RABIN SQUARE in Tel Aviv has seen many demonstrations, but none quite like last Saturday's.
It has nothing to do with the event which gave the
square its name: the huge rally for peace at the end of which Yitzhak
Rabin was assassinated. It was different in every respect.
Last year's upheaval was quite unplanned. A young woman, Daphni Leef, could not pay her rent and so she put up a small tent in Rothschild Boulevard, five minutes' walk from Rabin Square. She had obviously struck a chord, because within days hundreds of tents had sprung up in the boulevard and all over the country. It ended in a huge demonstration, called the "March of Half a Million," which led to the setting up of a government commission, which made a list of suggestions to relieve social injustice. Only a small fraction of them were put into practice.
The whole effort called itself "apolitical," rebuffed politicians of all stripes, and resolutely refused to deal with any national problem such as peace (what's that?), occupation, settlements and such.
All decisions were made by an anonymous leadership grouped around Daphni. Some of the names became known, others did not. The masses who took part were quite content to accept their dictates.
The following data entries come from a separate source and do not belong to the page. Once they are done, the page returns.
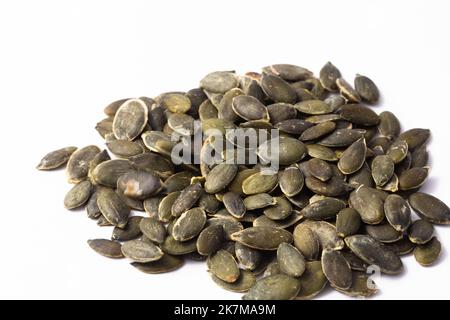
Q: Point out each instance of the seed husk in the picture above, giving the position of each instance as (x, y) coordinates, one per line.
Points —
(420, 232)
(78, 195)
(165, 264)
(220, 177)
(262, 238)
(234, 204)
(336, 269)
(112, 207)
(130, 232)
(276, 287)
(210, 239)
(247, 257)
(348, 222)
(430, 208)
(107, 248)
(140, 251)
(290, 261)
(382, 169)
(397, 212)
(130, 119)
(277, 89)
(368, 203)
(153, 229)
(56, 159)
(427, 254)
(372, 252)
(366, 89)
(353, 157)
(223, 265)
(412, 178)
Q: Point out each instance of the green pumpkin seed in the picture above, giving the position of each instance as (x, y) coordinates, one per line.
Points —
(107, 248)
(336, 269)
(56, 159)
(130, 119)
(412, 178)
(372, 252)
(427, 254)
(262, 238)
(140, 251)
(276, 287)
(397, 212)
(130, 232)
(290, 261)
(167, 263)
(223, 265)
(210, 239)
(430, 208)
(382, 170)
(78, 195)
(348, 222)
(277, 89)
(366, 89)
(420, 232)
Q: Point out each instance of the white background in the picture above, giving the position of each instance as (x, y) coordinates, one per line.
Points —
(61, 62)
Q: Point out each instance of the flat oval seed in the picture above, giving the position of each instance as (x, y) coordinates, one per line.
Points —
(420, 232)
(259, 183)
(210, 239)
(323, 209)
(415, 137)
(328, 76)
(140, 251)
(220, 177)
(187, 198)
(428, 253)
(139, 185)
(223, 265)
(276, 287)
(368, 203)
(245, 281)
(153, 229)
(249, 108)
(167, 263)
(372, 252)
(290, 260)
(78, 195)
(359, 114)
(430, 208)
(56, 159)
(336, 269)
(412, 178)
(318, 131)
(281, 210)
(263, 238)
(353, 157)
(313, 107)
(277, 89)
(397, 212)
(130, 119)
(248, 258)
(366, 89)
(130, 232)
(348, 222)
(112, 207)
(78, 164)
(384, 233)
(189, 224)
(382, 169)
(107, 248)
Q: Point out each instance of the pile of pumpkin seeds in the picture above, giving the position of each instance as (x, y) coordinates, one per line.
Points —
(339, 204)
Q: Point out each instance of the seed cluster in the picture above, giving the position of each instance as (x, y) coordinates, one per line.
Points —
(340, 202)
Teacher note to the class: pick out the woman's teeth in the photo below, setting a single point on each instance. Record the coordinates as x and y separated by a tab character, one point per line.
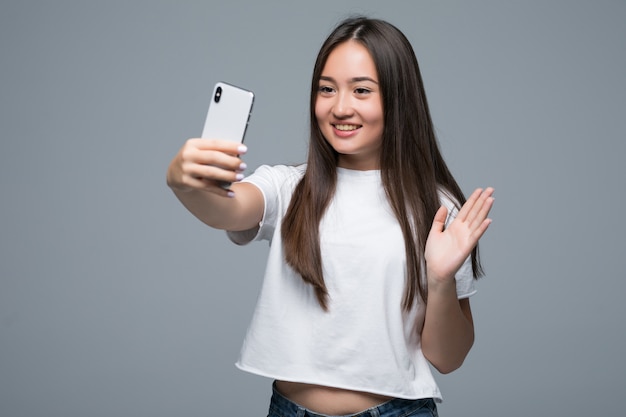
346	127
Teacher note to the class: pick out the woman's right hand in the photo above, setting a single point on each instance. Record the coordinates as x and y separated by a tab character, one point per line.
204	164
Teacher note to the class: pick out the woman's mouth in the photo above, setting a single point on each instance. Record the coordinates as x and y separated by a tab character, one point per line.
346	128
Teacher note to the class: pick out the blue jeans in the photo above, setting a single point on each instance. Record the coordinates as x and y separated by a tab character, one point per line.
283	407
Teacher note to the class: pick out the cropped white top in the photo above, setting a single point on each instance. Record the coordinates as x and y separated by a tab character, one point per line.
366	341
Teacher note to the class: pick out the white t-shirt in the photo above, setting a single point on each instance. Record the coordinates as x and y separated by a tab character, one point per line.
366	341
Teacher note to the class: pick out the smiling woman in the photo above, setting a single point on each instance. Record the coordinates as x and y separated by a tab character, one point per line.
372	258
349	107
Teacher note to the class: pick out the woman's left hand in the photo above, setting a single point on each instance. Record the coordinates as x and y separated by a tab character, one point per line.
448	247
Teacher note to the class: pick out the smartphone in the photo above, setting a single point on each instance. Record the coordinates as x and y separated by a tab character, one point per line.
228	115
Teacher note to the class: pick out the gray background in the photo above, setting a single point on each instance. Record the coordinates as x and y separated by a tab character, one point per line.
115	301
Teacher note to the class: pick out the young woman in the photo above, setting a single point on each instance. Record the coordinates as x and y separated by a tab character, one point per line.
373	253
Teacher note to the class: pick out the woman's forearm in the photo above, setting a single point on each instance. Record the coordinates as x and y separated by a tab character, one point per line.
448	332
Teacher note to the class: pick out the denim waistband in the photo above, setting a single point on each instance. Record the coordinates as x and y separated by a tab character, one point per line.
282	406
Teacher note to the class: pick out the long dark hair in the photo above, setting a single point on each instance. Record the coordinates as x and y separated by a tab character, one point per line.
412	168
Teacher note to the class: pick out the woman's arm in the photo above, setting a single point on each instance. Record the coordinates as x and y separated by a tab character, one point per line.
448	332
194	175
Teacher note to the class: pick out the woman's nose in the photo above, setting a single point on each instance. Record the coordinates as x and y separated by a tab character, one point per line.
343	106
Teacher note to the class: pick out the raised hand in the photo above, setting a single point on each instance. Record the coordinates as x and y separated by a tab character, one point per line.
447	248
202	164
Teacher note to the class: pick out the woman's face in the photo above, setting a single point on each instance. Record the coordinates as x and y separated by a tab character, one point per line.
349	108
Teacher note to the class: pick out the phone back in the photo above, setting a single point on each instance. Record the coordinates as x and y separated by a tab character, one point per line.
228	113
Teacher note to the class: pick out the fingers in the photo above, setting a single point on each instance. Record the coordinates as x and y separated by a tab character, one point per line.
439	220
206	164
475	211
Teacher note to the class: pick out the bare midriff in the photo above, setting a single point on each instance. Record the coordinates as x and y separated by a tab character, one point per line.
327	400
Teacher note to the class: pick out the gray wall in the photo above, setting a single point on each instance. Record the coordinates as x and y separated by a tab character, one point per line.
114	301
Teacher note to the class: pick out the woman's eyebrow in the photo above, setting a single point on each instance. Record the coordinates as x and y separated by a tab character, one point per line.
352	80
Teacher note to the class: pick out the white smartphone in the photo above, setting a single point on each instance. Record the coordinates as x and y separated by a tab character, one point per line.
228	115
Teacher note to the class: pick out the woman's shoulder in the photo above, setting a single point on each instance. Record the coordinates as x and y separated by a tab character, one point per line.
280	173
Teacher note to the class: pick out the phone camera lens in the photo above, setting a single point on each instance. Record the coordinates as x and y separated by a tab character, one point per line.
218	94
NO MORE. This year's new initiative has no obvious leadership at all. There was no central tribune, no central speakers. It resembled London's Hyde Park Corner, where anyone can climb on a chair and preach his or her gospel. Each group had its own stand where its flyers were displayed, each had its own name, its own agenda, its own speakers and its own guides (since we should not call them leaders).
Since the square is big and the audience amounted to some thousands, it worked. Many different -- and some contradictory - versions of social justice were advocated, from a group called "Revolution of Love" (everybody should love everybody) to a group of anarchists (all governments are bad, elections are bad too).
They all agreed only on one point: they were all "apolitical", all shrank back from the taboo subjects (see above).
Gideon Levy called the scene "chaotic" and was immediately attacked by the protesters as lacking understanding (with a hint that he was too old to understand.) Chaos is wonderful. Chaos is real democracy. It gives the people their voice back. There are no leaders who steal and exploit the protest for their own careers and egos. It's the way the New Generation expresses itself.
IT ALL reminded me of a happy period -- the 60s of the last century, when almost none of this week's protesters was yet born, or even "in the planning stage"' (as Israelis like to put it).
At the time, Paris was seized by a passion for social and political protest. There was no common ideology, no unified vision of a new social order. At the Odeon theatre an endless and uninterrupted debate was going on, day after day, while outside, demonstrators threw cobblestones at the police, who beat them up with the leaden seams of their overcoats. Everyone was elated, it was clear that a new epoch in human history had begun.
Claude Lanzmann, the secretary of Jean-Paul Sartre and lover of Simone de Beauvoir, and who later directed the monumental film "Shoah," described the atmosphere to me like this: "The students burnt the cars in the streets. In the evenings I parked my car at distant places. But one evening I told myself: What the hell, what do I need a car for? Let them burn it!"
But while the Left was talking, the Right gathered its forces under Charles de Gaulle, a million Rightists marched down the Champs Elisees. The protest petered out, leaving only a vague longing for a better world.
The protest was not limited to Paris. Its spirit infected many other cities and countries. In lower Manhattan, youth reigned supreme. Provocative posters were sold in the streets of the Village, young men and women wore humorous buttons on their chests.
On the whole, the vague movement had vague results. Without a concrete agenda, it had no concrete results. De Gaulle fell some time later for other reasons. In the US, the people elected Richard Nixon. In public consciousness, some things changed, but for all the revolutionary talk, there was no revolution.